Metadata-Version: 2.4
Name: any-to-markdown
Version: 0.2.0
Summary: A light-weight package to convert virtually any file and youtube links to formatted markdown
Author-email: Sankalp Joshi <sankalpjoshi2005@gmail.com>
License: MIT
Keywords: markdown,rag,pdf,ocr,transcription,youtube
Requires-Python: >=3.10
Description-Content-Type: text/markdown
License-File: LICENSE
Requires-Dist: pandas>=2.2.0
Requires-Dist: tabulate>=0.10.0
Requires-Dist: python-docx>=1.1.0
Requires-Dist: python-pptx>=1.0.2
Requires-Dist: openpyxl>=3.1.0
Requires-Dist: xlrd>=2.0.1
Requires-Dist: nbformat>=5.10.4
Requires-Dist: typing-extensions>=4.12.0
Requires-Dist: typer>=0.12.0
Provides-Extra: pdf
Requires-Dist: pymupdf>=1.26.0; extra == "pdf"
Requires-Dist: pymupdf4llm>=0.0.17; extra == "pdf"
Requires-Dist: pymupdf-layout>=0.0.5; extra == "pdf"
Provides-Extra: ocr
Requires-Dist: pytesseract>=0.3.13; extra == "ocr"
Requires-Dist: pillow>=12.2.0; extra == "ocr"
Provides-Extra: audio
Requires-Dist: faster-whisper>=1.2.1; extra == "audio"
Provides-Extra: youtube
Requires-Dist: youtube-transcript-api>=1.2.4; extra == "youtube"
Requires-Dist: yt-dlp>=2026.6.9; extra == "youtube"
Provides-Extra: all
Requires-Dist: pymupdf>=1.26.0; extra == "all"
Requires-Dist: pymupdf4llm>=0.0.17; extra == "all"
Requires-Dist: pymupdf-layout>=0.0.5; extra == "all"
Requires-Dist: pytesseract>=0.3.13; extra == "all"
Requires-Dist: pillow>=12.2.0; extra == "all"
Requires-Dist: faster-whisper>=1.2.1; extra == "all"
Requires-Dist: youtube-transcript-api>=1.2.4; extra == "all"
Requires-Dist: yt-dlp>=2026.6.9; extra == "all"
Dynamic: license-file

# any-to-markdown

`any-to-markdown` is a lightweight Python package and CLI that converts a broad set of local files and YouTube links into Markdown.

It is designed for documentation pipelines, retrieval-augmented generation (RAG) workflows, and any scenario where you need to normalize diverse data sources into clean, structured text.

**Author:** Sankalp Joshi  
**License:** MIT

---

## Key Features

- **Broad File Support:** Converts PDF, DOCX, PPTX, XLSX, HTML, Jupyter Notebooks (.ipynb), Images (OCR), Audio/Video (Transcription), and many source code file types.
- **Command-Line Interface:** The `any-to-markdown` command converts files, directories, and YouTube URLs straight from your shell.
- **Structured Results:** Every input yields a `ConversionResult` with an explicit `success` / `error` / `skipped` status (typed as a `Literal` for mypy users), the Markdown content, the output path, and a machine-readable error.

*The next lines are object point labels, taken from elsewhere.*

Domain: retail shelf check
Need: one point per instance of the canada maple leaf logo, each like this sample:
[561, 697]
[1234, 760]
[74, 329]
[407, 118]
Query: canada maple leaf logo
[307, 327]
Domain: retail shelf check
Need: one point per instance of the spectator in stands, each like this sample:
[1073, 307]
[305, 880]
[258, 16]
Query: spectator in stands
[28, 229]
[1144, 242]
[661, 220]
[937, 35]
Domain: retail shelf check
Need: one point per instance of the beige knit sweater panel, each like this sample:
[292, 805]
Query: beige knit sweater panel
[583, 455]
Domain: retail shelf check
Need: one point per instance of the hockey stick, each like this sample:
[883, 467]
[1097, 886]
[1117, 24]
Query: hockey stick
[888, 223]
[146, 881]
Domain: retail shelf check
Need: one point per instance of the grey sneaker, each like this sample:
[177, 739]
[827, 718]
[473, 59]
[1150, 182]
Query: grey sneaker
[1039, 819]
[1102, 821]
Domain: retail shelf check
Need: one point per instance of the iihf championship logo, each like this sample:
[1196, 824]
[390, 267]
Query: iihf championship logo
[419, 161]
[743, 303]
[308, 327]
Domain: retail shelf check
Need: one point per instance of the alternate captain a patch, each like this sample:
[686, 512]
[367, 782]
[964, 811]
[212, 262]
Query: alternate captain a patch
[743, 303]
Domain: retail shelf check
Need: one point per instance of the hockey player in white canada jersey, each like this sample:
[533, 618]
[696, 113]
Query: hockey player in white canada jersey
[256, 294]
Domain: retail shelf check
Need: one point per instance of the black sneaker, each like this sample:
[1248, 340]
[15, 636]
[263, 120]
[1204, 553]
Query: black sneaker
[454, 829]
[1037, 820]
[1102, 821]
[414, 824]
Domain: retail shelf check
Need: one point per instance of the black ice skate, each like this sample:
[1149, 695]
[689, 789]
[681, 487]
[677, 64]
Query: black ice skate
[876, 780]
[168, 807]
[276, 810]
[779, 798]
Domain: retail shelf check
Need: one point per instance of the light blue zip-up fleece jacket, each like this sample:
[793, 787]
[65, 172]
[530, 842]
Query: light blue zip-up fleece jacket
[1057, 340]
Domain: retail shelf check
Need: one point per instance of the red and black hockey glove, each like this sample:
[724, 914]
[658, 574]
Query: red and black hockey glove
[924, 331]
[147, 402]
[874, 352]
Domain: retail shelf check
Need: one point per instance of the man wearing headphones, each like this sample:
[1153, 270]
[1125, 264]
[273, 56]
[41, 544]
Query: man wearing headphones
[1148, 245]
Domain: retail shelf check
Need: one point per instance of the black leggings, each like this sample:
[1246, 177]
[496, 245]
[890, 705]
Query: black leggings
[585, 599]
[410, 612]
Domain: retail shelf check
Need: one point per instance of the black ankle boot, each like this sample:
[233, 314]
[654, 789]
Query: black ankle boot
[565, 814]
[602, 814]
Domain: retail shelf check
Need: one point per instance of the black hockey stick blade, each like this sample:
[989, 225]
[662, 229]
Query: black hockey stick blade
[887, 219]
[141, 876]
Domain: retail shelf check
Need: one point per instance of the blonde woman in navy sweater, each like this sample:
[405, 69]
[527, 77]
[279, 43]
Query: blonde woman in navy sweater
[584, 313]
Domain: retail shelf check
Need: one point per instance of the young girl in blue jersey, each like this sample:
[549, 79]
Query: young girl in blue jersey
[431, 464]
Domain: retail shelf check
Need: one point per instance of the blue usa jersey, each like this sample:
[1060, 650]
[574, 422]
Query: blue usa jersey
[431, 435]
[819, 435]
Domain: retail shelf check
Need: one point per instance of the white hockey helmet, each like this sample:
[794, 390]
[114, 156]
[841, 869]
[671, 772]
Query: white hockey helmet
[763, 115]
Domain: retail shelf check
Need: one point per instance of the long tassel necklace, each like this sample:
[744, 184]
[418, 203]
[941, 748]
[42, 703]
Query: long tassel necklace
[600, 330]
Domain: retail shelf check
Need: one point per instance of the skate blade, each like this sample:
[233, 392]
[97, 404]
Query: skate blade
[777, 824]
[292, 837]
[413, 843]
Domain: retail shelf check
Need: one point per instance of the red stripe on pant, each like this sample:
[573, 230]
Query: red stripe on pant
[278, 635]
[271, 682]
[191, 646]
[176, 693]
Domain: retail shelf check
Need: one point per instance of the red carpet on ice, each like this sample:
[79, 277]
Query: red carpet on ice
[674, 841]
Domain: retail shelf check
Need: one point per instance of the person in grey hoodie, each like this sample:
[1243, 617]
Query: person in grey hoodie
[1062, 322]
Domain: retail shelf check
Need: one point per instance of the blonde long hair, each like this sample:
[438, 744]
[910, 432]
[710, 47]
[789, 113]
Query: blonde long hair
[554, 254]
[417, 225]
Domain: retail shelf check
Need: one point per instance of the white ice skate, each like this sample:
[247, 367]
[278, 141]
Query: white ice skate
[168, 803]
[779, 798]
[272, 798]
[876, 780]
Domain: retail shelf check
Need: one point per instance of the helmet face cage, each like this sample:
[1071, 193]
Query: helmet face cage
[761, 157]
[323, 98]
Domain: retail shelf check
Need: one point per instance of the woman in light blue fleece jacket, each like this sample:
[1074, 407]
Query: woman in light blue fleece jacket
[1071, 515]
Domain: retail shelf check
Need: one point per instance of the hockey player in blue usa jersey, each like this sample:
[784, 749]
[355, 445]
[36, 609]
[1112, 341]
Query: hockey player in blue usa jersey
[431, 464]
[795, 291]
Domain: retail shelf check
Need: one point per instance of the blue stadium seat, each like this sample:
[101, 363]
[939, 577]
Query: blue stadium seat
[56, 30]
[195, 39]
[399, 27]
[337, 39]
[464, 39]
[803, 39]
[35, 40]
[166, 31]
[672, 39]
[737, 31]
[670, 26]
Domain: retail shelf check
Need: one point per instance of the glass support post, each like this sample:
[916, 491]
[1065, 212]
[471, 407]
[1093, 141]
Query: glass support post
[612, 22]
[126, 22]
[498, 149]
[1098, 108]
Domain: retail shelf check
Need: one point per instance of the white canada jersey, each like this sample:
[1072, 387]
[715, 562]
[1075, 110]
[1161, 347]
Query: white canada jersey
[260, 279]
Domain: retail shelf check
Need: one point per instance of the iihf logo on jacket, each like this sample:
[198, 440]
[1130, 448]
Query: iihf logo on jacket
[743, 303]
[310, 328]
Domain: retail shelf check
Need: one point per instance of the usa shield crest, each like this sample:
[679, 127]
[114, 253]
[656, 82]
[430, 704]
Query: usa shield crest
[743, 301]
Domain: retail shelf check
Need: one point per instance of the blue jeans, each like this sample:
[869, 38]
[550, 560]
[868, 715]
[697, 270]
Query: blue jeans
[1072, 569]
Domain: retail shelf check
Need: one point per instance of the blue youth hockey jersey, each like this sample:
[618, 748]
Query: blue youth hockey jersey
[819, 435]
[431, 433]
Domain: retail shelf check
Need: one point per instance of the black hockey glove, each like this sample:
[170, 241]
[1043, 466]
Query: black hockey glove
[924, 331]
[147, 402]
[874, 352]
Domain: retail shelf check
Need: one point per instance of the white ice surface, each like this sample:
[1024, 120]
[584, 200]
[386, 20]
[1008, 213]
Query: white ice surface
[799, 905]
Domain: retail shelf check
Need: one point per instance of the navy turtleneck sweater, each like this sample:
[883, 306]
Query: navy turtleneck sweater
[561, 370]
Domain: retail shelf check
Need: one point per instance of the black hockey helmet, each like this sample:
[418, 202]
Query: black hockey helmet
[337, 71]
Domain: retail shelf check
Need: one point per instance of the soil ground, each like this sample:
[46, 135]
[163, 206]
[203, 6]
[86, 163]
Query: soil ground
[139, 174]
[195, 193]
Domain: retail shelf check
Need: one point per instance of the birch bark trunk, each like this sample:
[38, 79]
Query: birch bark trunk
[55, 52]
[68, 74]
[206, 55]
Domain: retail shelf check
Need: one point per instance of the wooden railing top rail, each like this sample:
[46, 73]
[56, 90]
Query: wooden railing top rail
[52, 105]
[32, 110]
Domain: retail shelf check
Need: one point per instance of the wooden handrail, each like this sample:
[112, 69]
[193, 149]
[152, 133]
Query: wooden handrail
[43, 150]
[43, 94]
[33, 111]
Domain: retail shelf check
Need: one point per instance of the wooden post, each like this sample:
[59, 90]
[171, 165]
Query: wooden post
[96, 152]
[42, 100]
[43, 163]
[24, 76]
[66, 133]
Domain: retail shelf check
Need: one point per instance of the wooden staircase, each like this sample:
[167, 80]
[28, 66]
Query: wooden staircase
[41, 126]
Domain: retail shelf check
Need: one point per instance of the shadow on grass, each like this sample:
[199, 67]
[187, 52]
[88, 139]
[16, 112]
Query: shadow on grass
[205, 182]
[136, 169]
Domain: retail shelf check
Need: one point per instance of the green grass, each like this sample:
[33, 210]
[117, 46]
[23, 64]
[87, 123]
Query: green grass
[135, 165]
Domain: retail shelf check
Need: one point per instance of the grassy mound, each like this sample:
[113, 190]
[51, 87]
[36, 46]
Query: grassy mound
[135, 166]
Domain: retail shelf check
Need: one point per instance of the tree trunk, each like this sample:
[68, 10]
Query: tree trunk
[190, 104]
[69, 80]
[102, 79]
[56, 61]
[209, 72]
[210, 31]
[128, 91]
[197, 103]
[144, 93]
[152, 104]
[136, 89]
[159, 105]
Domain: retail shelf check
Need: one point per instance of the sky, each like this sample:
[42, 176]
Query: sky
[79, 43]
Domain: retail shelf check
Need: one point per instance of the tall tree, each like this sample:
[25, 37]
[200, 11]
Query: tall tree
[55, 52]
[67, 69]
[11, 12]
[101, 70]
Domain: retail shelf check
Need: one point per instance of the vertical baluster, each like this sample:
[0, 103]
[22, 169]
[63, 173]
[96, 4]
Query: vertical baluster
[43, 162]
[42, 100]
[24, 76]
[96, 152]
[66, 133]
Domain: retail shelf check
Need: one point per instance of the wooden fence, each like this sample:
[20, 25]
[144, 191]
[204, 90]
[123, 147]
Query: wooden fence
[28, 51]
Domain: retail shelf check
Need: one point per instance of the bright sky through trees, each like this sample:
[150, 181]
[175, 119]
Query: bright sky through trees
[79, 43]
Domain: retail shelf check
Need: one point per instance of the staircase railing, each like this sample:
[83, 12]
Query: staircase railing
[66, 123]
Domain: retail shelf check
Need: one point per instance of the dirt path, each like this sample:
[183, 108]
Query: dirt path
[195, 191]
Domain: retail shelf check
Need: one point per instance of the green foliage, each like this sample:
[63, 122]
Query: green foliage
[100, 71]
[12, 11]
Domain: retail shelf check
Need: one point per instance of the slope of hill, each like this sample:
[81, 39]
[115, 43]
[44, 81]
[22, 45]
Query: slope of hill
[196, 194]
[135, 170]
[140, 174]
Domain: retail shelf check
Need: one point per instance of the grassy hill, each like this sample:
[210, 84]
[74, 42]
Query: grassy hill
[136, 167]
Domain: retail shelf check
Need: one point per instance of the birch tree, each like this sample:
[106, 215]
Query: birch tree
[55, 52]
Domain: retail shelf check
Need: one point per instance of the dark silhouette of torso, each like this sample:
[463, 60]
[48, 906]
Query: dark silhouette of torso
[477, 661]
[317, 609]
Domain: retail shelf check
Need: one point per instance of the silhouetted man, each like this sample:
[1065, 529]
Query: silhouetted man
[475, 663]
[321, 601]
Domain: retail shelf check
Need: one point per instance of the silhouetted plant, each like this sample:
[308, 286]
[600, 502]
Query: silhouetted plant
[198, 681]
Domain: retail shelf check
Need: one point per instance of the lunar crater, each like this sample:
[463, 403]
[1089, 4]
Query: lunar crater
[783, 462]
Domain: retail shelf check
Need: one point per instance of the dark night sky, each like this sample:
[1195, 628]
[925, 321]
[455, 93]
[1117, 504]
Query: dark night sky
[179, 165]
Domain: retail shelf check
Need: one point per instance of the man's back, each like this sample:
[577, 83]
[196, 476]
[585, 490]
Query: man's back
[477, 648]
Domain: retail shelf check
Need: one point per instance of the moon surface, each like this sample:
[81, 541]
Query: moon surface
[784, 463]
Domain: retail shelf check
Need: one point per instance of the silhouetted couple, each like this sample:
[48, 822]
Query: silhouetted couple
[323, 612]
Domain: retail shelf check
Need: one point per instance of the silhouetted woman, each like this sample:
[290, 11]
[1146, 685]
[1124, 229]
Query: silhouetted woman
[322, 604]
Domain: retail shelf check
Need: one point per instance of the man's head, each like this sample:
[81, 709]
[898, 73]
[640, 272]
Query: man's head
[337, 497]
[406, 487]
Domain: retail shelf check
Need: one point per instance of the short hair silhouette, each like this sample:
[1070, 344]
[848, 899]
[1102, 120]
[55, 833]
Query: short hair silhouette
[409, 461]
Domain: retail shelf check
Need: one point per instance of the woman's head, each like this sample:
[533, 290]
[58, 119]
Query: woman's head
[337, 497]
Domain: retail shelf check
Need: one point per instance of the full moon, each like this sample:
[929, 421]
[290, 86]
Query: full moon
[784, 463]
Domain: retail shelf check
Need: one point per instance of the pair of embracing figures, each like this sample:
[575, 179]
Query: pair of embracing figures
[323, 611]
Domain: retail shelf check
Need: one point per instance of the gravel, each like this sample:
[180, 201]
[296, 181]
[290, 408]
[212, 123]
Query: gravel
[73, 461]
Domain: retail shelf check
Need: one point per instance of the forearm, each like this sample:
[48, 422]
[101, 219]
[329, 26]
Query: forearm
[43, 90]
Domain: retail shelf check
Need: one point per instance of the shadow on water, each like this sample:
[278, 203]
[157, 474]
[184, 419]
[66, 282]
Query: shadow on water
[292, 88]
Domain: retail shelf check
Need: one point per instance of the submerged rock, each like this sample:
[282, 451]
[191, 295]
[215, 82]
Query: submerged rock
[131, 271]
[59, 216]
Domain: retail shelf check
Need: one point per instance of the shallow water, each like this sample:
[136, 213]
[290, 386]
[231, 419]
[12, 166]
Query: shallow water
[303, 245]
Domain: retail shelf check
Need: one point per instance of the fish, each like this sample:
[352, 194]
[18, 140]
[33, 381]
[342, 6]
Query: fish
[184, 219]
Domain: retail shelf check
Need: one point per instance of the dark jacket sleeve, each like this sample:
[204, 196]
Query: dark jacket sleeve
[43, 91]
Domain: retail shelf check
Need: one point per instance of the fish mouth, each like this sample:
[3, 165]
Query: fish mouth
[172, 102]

No more parsing error prose out of markdown.
- **Batch Resilience:** One failed input never aborts the batch. Failures emit warnings naming the offending file, with a batch summary and a suggested alternative function.
- **Opt-in Heavy Dependencies:** PDF, OCR, audio transcription, and YouTube support are pip extras; the core install stays small.
- **Real HTML Conversion:** `.html`/`.htm` files are converted into structured Markdown (headings, lists, links, tables, code blocks), not just fenced as code. Scripts and styles are stripped.
- **Optional PDF Layout Mode:** Layout analysis via `pymupdf4llm` heuristics (table detection and structure-aware Markdown). The default PDF engine uses PyMuPDF with font-size and bold-flag heuristics, plus an OCR fallback for image-heavy pages.
- **YouTube Integration:** Fetches transcripts directly via the YouTube transcript API, or transcribes locally with Whisper via `handle_yt_local` (audio-only download, no FFmpeg required).
- **Configurable Whisper:** Pick the transcription model size per call (`whisper_model="medium"`) or globally via the `ANY_TO_MARKDOWN_WHISPER_MODEL` environment variable.
- **Honest Concurrency:** Small files run in parallel, files over 200MB run sequentially, and Whisper transcription jobs are limited to one at a time by default.
- **Secure & Private:** Sanitizes error messages to prevent leaking system paths and sensitive information; URLs in error messages are preserved for context.
- **No Overwrites:** Collision-resistant, race-free output naming.
- **Typed:** Ships a `py.typed` marker, so mypy and pyright consume the package's annotations.

## Supported Formats

This list matches the code's `ALLOWED_EXTENSIONS` exactly (derived directly from the handler registry):

- **Documents:** `.pdf`, `.docx`, `.pptx`, `.txt`, `.md`
- **Web Pages:** `.html`, `.htm` (converted to structured Markdown)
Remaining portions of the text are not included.